A contrapartida em inglês começou com a escritora canadense Kelly Oxford, que no sábado (8) escreveu no Twitter: “Um velho ‘pega’ minha ‘xoxota’ no ônibus e sorri. Eu tinha 12 anos”.
“Quando você é uma estrela, elas [mulheres] deixam [fazer qualquer coisa]. Pegue-as pela xoxota.” Eis uma amostra do que Trump disse em 2005, num ônibus do “Access Hollywood”, programa então apresentado por Billy Bush, do clã dos ex-presidentes republicanos (que, por sinal, odeiam o atual candidato do partido).

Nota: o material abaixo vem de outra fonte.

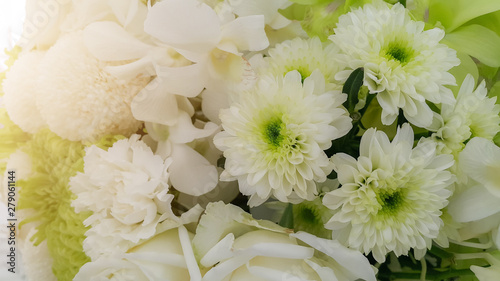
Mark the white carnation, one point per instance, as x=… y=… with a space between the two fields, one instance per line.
x=391 y=196
x=126 y=189
x=275 y=136
x=405 y=65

Divulgada pelo “Washington Post”, a conversa privada dava a entender que consentimento não era necessário para “fazer o que quiser” com mulheres. Talvez por isso tenha causado mais danos à campanha do empresário do que outras de suas declarações sexistas –como a vez em que o radialista conservador Howard Stern diminuiu Ivanka, uma das filhas de Trump, a um “baita traseiro”, e o pai concordou: “Yeah”.
O presidenciável pediu desculpas e prometeu ser “um homem melhor”, mas o ceticismo impera dentro do partido, com defecções que vão do ex-presidenciável John McCain ao presidente da Câmara, Paul Ryan, e também no eleitorado feminino.

CULTURA DO ESTUPRO

O #NotOkay também expõe dados sobre o que chama de “cultura do estupro” nos EUA. De cada mil casos reportados no país, a polícia saberá de 344 deles, deterá 63 acusados, 13 serão levados de fato processados, sete condenados e seis acabarão na cadeia.
Para efeito de comparação, 20 em mil denunciados por roubo acaba encarcerados, mais do que o triplo. Os dados foram compilados pela Rainn (rede nacional de abuso, estupro e incesto).
No Brasil, entre 2012 e 2014, a polícia registrou 149 mil boletins de ocorrência por estupros no Brasil, e 42,7 mil pessoas foram presas pelo crime (o número não inclui condenações), segundo levantamento da Agência Lupa.
Lá e cá, há ainda a imensidão de casos que não vêm à tona porque as vítimas não denunciam seus agressores.